Investigating the Effect of Dietary Supplement VSL#3 on Cognition and Mood in Healthy Older Adults

Not Applicable

Conditions: Alteration of Cognitive Function
Disturbance in Affect (Finding)

Brief Summary: This research aims to determine whether a 12 week daily dose of VSL#3 has any measurable effects on memory, attention, executive function or self-reported mood and anxiety in healthy older adults.

Detailed Description: This research aims to investigate the effect of dietary supplement VSL#3 on memory, attention, executive function and mood in healthy older adults.

The study will be a randomised double-blind placebo-controlled design and eighty participants will be recruited to take part. Forty participants will be randomly allocated to the food supplement and 40 to placebo. As the sample is initially self-selecting where individuals volunteer to take part, a minimisation procedure will be used to randomise group allocation (Altman \& Bland, 2005), with volunteers stratified by gender. Neither the participant nor the research assistant supplying the supplement will know which preparation is administered, thus ensuring double-blind administration.
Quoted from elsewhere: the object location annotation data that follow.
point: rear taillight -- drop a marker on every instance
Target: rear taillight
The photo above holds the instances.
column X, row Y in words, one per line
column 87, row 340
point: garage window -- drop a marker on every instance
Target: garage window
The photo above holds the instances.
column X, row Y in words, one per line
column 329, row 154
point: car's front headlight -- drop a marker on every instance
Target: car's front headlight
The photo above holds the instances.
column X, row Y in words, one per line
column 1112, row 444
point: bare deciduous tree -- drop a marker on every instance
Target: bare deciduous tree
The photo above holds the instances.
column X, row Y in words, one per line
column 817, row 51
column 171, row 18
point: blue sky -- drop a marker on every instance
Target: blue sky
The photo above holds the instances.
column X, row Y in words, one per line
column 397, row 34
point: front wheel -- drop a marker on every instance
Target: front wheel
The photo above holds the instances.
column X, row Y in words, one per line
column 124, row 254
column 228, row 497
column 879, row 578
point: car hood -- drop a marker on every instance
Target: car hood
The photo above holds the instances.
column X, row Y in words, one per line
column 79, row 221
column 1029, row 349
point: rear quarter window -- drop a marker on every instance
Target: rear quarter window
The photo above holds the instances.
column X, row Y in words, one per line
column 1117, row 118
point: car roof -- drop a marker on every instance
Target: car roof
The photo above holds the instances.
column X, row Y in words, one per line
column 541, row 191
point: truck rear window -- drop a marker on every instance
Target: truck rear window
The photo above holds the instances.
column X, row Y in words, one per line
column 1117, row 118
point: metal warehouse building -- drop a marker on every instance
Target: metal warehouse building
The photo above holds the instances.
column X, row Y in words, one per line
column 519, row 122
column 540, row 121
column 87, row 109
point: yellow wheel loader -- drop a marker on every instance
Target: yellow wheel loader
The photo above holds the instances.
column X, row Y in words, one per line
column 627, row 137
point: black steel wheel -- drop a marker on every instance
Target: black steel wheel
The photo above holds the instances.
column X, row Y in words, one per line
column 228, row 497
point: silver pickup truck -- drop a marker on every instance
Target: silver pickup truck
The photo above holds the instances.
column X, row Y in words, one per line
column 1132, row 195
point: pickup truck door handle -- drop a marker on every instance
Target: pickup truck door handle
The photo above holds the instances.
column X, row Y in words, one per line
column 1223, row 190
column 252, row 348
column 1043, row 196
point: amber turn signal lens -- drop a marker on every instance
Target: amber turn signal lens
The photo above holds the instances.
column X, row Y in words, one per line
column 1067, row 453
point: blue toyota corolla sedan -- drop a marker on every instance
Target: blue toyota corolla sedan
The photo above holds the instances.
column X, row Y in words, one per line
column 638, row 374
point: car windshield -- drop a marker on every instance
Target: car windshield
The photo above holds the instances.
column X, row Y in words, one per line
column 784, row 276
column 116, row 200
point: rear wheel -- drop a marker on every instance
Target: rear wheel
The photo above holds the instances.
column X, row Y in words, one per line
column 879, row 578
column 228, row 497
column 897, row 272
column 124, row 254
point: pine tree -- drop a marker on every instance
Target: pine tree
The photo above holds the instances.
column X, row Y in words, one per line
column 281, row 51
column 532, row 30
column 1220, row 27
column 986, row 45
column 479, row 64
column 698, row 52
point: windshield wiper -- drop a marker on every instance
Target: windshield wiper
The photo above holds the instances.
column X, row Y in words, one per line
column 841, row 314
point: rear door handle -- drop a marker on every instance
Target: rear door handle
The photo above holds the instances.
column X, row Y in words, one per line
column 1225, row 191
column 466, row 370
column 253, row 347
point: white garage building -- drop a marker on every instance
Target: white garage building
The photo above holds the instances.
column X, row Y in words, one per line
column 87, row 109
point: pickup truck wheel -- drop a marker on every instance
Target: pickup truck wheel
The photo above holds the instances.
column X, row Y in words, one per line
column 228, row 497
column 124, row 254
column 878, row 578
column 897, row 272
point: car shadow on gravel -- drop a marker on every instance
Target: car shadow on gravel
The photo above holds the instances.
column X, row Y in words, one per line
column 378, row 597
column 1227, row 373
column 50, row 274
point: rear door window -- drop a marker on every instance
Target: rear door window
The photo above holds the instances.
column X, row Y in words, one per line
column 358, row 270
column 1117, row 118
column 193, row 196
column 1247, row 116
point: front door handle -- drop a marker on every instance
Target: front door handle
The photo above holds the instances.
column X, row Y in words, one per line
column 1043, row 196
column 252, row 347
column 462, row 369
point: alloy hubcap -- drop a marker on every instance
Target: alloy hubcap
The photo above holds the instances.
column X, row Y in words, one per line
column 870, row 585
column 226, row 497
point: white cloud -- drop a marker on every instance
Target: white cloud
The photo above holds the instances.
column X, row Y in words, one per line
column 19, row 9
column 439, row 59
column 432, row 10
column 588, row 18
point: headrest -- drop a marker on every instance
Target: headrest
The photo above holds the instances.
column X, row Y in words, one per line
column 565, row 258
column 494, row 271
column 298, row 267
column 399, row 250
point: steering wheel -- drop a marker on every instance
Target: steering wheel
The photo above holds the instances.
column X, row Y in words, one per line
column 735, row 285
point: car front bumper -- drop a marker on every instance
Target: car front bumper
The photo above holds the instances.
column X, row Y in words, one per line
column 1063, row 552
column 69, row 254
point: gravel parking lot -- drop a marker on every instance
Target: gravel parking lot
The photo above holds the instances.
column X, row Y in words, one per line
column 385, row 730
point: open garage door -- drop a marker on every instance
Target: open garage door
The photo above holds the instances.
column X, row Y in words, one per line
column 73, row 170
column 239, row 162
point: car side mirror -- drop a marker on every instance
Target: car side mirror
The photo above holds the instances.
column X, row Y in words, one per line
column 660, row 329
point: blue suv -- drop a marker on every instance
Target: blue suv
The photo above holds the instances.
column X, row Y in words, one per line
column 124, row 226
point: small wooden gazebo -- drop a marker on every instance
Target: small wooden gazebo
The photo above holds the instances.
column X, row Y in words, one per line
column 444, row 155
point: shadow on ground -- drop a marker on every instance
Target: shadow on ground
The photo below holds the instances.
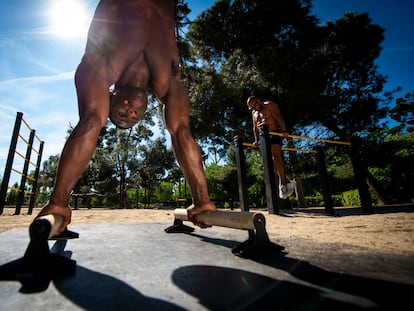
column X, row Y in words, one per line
column 311, row 288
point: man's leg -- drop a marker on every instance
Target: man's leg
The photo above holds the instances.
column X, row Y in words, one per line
column 186, row 150
column 80, row 146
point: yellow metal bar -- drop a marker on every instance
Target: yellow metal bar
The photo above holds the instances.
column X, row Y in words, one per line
column 14, row 170
column 315, row 139
column 286, row 149
column 22, row 156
Participants will be asked to take the food supplement daily for 12 weeks and the pre- and post- intervention data will be collected immediately before and after this time period.

Both pre- and post-intervention data will be collected using validated neuropsychological measures, cognitive measures, EEG and self-report questionnaires. Blood sampling will be conducted pre- and post-intervention by a Research Assistant trained in phlebotomy. Analysis will be carried out on each of the measures using a two-way ANCOVA, using the pre-treatment score as covariate.

Recruitment & Eligibility

Inclusion Criteria

Aged between 65 and 75
MMSE score > 23
Willingness to give informed consent
Commitment to take the VSL#3 supplement daily for 12 weeks
Alcohol consumption less than 21 units per week (men), 14 units per week (women)

Exclusion Criteria

Arm && Interventions

Group	Intervention	Description
Placebo	placebo	This group will intake two sachets (2x4.4g) of a placebo each day for 12 weeks. The placebo is in the same powdered form as the food supplement taken by the intervention group. The two sachets will either be taken together or one in the morning and one in the evening.
Intervention	VSL#3	This group will intake the recommended daily amount of the food supplement VSL#3 (two sachets of the supplement in powder form) every day for twelve weeks. The two sachets will either be taken together or one in the morning and one in the evening.

Primary Outcome Measures

Name	Time	Method
Changes in cognition	Pre and Post the 12 week Intervention	Measures used to assess cognition: Mini Mental State Exam National Adult Reading Test Free and Cued Selective Reminding Test (FCSRT) Category Fluency Task (Animal Fluency) Colour Trials test 1 \& 2 Sustained Attention Response Task Choice Reaction Time Task Prospective Memory Task Self-Rated Memory Electrophysiological Measures (EEG spectral power - alpha range 8-14Hz)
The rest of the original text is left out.